Leverage
For Growth
Joint ventures,
alliances, and other corporate partnerings are fueling the growth
of the world's most successful companies. The demand to deliver
the latest products, more quickly, and at lower prices has never
been greater. Joint ventures and other collaborative business
arrangements are revolutionizing how winning companies compete
because they permit companies to enter new markets and field
new products.
Partnerings
can take many forms such as: a strong relationship with a major
customer, a partnership with a distribution source, a relationship
with a supplier of innovation or product, or an alliance in
pursuit of a common goal. Sometimes corporate partners form
a new jointly-owned company. In other instances, one partner
purchases equity in the other company. Usually the relationship
is defined by a contract.
Partnerings
are the quickest way to grow your company, particularly in times
of change.

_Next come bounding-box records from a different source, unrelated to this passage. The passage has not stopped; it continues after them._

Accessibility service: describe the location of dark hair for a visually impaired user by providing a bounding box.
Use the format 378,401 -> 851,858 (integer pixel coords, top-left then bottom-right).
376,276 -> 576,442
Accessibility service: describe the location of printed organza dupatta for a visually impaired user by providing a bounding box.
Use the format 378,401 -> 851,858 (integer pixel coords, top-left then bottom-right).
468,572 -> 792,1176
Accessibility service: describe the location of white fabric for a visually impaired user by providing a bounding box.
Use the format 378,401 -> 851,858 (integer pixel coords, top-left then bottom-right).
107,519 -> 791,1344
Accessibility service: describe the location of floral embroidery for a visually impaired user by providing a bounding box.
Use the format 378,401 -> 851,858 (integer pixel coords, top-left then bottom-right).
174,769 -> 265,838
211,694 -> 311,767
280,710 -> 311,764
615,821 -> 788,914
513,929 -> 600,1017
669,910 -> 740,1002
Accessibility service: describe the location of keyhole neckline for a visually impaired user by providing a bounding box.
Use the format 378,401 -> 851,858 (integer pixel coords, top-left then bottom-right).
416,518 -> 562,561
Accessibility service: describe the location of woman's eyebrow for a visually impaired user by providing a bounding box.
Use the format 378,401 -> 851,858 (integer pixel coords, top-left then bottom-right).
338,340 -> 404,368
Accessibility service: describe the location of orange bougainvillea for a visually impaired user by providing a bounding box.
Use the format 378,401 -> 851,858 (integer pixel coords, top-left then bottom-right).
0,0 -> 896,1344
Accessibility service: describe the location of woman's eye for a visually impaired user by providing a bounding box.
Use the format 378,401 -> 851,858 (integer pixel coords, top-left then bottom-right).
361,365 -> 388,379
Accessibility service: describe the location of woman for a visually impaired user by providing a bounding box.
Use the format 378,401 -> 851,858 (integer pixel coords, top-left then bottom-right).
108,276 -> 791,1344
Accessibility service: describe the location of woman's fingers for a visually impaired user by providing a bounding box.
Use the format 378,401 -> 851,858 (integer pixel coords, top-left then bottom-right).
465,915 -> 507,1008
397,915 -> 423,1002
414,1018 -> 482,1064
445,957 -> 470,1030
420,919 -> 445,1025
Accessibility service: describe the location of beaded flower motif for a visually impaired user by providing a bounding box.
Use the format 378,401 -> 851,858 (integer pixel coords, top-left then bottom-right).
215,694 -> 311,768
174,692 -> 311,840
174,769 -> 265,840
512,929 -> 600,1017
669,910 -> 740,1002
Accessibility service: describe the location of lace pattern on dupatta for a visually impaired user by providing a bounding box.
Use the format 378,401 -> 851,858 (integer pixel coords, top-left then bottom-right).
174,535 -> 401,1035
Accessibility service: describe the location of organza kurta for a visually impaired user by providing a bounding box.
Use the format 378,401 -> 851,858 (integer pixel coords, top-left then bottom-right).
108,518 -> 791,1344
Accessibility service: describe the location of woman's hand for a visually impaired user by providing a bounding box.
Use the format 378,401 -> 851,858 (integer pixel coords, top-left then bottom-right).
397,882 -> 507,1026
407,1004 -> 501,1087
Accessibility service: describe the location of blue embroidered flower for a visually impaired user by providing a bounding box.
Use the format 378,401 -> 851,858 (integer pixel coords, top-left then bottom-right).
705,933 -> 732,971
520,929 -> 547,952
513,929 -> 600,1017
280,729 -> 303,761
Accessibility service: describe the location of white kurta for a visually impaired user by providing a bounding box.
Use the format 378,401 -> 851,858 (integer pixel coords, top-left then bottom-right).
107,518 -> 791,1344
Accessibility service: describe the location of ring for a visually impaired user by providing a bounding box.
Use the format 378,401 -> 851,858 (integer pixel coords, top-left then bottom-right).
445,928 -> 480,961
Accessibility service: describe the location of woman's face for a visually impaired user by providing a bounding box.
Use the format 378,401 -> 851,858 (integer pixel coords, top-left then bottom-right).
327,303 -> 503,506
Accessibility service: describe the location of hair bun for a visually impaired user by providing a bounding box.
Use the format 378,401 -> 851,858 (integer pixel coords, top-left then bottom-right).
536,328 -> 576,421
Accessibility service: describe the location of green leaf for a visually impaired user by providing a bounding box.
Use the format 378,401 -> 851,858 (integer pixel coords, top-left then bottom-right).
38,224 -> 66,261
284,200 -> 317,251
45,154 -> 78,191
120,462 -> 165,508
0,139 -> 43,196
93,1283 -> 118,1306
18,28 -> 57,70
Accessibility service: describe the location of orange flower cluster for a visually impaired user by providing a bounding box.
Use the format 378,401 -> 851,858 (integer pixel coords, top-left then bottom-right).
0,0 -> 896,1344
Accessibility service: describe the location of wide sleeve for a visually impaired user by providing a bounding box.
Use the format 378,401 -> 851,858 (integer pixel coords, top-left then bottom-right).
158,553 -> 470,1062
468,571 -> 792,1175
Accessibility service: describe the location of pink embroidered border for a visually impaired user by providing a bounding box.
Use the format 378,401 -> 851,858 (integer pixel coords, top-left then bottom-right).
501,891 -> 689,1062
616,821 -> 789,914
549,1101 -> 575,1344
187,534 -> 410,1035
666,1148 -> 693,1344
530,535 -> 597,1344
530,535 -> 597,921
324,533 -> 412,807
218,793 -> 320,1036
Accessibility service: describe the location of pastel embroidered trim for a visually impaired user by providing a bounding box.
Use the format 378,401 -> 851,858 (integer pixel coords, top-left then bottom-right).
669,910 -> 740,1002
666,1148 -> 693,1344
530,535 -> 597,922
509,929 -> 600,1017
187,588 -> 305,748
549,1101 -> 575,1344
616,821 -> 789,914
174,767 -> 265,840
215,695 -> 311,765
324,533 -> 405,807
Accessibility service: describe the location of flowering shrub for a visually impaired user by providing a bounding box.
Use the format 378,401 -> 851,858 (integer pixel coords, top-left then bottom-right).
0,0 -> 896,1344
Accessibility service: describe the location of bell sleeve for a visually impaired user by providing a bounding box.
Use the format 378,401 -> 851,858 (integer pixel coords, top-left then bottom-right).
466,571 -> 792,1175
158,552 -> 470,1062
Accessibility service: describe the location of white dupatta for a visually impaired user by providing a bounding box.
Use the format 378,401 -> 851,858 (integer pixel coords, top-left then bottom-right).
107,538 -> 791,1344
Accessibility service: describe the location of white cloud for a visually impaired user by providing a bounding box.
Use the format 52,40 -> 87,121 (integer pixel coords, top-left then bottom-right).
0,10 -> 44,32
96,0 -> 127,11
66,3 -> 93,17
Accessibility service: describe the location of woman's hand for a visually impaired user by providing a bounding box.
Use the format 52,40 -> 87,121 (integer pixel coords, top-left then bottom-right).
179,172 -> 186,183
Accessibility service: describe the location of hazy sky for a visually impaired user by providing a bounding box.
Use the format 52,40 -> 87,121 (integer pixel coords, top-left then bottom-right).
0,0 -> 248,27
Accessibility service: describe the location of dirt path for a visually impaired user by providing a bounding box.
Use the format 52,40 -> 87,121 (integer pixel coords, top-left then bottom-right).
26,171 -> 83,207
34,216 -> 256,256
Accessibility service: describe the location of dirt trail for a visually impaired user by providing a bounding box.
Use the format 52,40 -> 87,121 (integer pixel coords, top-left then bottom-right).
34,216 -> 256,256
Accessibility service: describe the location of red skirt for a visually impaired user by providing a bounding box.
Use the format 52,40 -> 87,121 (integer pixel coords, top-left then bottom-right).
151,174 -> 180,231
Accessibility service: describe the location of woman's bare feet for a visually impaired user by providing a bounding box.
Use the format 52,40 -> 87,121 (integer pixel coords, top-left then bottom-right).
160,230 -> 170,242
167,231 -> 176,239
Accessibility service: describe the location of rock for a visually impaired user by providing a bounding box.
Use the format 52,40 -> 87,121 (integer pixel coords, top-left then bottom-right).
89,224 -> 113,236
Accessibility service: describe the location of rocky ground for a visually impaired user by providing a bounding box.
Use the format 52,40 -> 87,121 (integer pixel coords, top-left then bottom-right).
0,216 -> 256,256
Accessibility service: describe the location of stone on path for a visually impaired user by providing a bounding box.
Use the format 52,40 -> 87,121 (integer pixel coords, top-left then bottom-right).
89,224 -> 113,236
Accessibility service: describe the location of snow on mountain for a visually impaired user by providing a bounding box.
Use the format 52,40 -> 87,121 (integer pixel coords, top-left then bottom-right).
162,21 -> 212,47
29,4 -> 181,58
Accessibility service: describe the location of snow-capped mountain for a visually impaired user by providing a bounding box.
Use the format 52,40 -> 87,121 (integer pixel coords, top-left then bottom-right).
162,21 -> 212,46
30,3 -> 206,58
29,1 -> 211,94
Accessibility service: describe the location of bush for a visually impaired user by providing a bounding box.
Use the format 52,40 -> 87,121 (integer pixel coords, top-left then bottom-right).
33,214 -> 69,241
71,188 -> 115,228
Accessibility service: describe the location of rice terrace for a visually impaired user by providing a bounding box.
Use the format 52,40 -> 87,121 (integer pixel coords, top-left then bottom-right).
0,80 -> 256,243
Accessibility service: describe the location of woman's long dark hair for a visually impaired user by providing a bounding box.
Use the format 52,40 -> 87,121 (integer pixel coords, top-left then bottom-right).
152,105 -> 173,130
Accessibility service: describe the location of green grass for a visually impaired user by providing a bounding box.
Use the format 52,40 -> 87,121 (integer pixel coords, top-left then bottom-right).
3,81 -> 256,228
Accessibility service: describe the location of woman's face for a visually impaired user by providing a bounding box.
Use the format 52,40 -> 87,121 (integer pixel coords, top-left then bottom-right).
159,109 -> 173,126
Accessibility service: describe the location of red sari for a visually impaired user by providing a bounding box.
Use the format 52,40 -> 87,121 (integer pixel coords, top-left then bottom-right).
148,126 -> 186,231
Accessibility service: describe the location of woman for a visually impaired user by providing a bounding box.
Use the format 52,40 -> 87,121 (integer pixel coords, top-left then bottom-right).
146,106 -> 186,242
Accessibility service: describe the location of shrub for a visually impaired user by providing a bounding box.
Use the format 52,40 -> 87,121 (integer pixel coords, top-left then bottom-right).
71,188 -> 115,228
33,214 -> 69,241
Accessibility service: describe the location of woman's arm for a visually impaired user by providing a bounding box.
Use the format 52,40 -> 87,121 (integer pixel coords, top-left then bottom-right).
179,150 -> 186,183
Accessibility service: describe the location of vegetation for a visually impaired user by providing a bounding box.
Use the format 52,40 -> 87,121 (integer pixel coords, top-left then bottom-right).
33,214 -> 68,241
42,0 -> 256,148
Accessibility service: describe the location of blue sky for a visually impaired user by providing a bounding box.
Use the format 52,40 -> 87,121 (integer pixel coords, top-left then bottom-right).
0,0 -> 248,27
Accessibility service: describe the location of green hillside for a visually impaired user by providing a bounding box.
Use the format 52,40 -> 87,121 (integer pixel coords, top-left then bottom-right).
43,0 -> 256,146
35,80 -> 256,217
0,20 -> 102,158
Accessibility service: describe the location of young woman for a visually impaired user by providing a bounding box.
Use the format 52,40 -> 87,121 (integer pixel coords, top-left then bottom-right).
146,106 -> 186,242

Without implementing difficult and time-consuming
internal changes, a partnering permits you to:
* Move decisively to seize opportunities before they disappear.
* Respond more quickly to change.
* Adapt with greater flexibility.
* Increase your market share.
* Gain access to a new market or beat others to that market.
* Shore up internal weaknesses.
* Gain a new skill or area of competence.
* Succeed when your company lacks key resources.
Someone
Out There Has What You Want
No matter
what it is, there is always someone who has what you need: More
Customers, Additional Capital, New or Additional Distribution
Channels, Pre-Existing Relationships or Old Fashioned Clout,
Experience with a New Business Model, Agility and Innovation,
New Products or Services, Specialized Knowledge, Expertise or
Experience, Low-Cost or Unique Production Capacity.
Partnerings
can rapidly meet your needs for valuable resources such as more
customers, additional capital, special expertise, new products,
new distribution channels, additional facilities, increased
production capacity, or more personnel.
For large
companies, alliances offer access to new products, innovation,
and marketplace agility, as well as additional ways to bring
new products to the market more quickly with less expense.
Small companies
benefit from partnerships that can provide capital, credibility,
sales, marketing, product distribution, and manufacturing.
Respond
to Changing Markets
It is no
coincidence that corporate partnering is most common in industries
that are experiencing tremendous technological change. In fact,
there is a direct relationship between the rate and scope of
change within an industry and the amount of partnering that
occurs.
Partnering
has proven itself to be one of the most powerful business tools
for dealing with fast changing markets, technologies and customers.
As the global economy continues to speed up, partnering is becoming
the weapon of choice for today's successful competitors.